In Chapter 7, the authors discuss five topics that have traditionally been hard to understand from an evolutionary point of view. These ‘difficult problems’ are ageing, altruism, human consciousness, complex adaptations, and the origin of living cells. Difficult problems can be interpreted in two ways: those that, although hard to solve, have either been explained or will eventually be explained by modern evolutionary theories, and those problems that cannot be fully resolved with our current understanding but leave room for learning about additional mechanisms or factors. The Charlesworths generally consider only those problems of the former type—the explained ones. However, I think that some of the more intractable problems should be described in more detail. For instance, complex adaptation might be fully explained by mutations and natural selection, but additional unknown mechanisms might be essential for the evolution of the complex traits. I realize that opponents of modern evolutionary theory, such as creationists, have often cited these traditional problems to support their conclusion that modern evolutionary theory is wrong; but progress always depends on the consideration of new ideas, and there might be important mechanisms still to be discovered that play a key role in evolution. Describing potentially intractable problems might also spur on young readers who are thinking of studying evolutionary biology with the hope that there are still some theoretical battles to be conquered.

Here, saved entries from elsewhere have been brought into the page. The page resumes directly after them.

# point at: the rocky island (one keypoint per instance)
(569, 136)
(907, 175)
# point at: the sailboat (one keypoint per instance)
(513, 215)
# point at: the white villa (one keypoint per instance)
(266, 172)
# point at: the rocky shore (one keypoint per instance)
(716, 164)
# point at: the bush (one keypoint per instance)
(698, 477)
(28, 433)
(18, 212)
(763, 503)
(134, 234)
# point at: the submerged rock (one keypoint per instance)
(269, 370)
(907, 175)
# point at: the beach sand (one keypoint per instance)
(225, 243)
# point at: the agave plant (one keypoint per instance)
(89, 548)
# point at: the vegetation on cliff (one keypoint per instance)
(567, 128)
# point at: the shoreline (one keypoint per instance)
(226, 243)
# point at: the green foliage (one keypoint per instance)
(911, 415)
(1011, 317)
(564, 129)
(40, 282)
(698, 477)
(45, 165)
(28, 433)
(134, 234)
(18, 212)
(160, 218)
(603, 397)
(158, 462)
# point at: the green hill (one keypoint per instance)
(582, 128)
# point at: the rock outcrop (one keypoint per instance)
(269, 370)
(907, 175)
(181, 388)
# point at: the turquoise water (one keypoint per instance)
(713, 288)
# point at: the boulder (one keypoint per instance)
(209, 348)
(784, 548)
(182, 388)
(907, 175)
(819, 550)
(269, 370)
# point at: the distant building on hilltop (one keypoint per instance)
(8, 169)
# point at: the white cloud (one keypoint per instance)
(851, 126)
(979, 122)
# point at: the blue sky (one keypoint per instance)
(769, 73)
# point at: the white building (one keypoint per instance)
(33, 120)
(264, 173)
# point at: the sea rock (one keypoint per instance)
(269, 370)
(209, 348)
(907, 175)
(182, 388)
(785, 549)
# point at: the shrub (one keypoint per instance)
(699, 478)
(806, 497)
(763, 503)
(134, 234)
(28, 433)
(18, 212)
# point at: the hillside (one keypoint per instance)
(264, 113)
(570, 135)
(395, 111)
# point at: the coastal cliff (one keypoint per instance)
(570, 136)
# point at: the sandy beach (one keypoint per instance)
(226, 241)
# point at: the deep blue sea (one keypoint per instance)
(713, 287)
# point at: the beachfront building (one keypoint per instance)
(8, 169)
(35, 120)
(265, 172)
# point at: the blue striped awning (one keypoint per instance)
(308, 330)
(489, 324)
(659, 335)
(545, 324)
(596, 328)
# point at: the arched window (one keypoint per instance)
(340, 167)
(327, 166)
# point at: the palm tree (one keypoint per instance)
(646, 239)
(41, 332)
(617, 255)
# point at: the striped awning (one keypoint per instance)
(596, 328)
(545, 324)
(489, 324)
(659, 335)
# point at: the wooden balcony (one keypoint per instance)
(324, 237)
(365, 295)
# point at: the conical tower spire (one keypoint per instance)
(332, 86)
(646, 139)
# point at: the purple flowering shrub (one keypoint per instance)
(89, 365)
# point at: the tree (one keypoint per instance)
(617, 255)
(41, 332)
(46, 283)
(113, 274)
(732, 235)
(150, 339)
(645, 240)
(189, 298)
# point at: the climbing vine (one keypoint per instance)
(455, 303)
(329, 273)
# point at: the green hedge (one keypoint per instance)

Who is the target audience of this book? For many books, the topics chosen and the writing style can perhaps provide clues to the nature of the readers. For instance, The Blind Watchmaker by Richard Dawkins (1990) is a good introductory book for those interested in natural selection because it seems to be written mainly for individuals who either oppose or do not understand the role of natural selection. In the Charlesworths' book, providing evidence for evolution occupies 49 of the 130 pages. They explain how the similarities between living creatures can be understood in terms of evolution (Chapter 3) and subsequently discuss evidence from the geographical distributions of living and fossil species (Chapter 4). My first impression was that this part occupies too large a proportion of the book. However, Chapter 3 serves as a good introduction to the basic background of biology, such as the gene, DNA, and cells. When I read a recent article about a teaching controversy concerning evolution (Scott and Branch 2003), I began to appreciate the importance—at least in the United Kingdom and the United States—of convincing readers of the reality and cogency of evolution and evolution theory by astutely providing them with the evidence to judge for themselves.
In Japan, there seem to be few people who deny the facts of evolution, although there are many ideologically motivated books opposing natural selection and Darwinism. To convince creationists of evolution is usually extremely difficult, if not impossible, because they will never doubt their assumption that God created humankind. Education of young and curious people, however, can make a difference. This is where I think the book will be most successful, but this book should not just be limited to young people—I can recommend it to anyone who wants to know about evolution. Moreover, I can recommend it to Japanese students not only as an introduction to evolution, but also as an exercise in reading a well-written and engaging English text.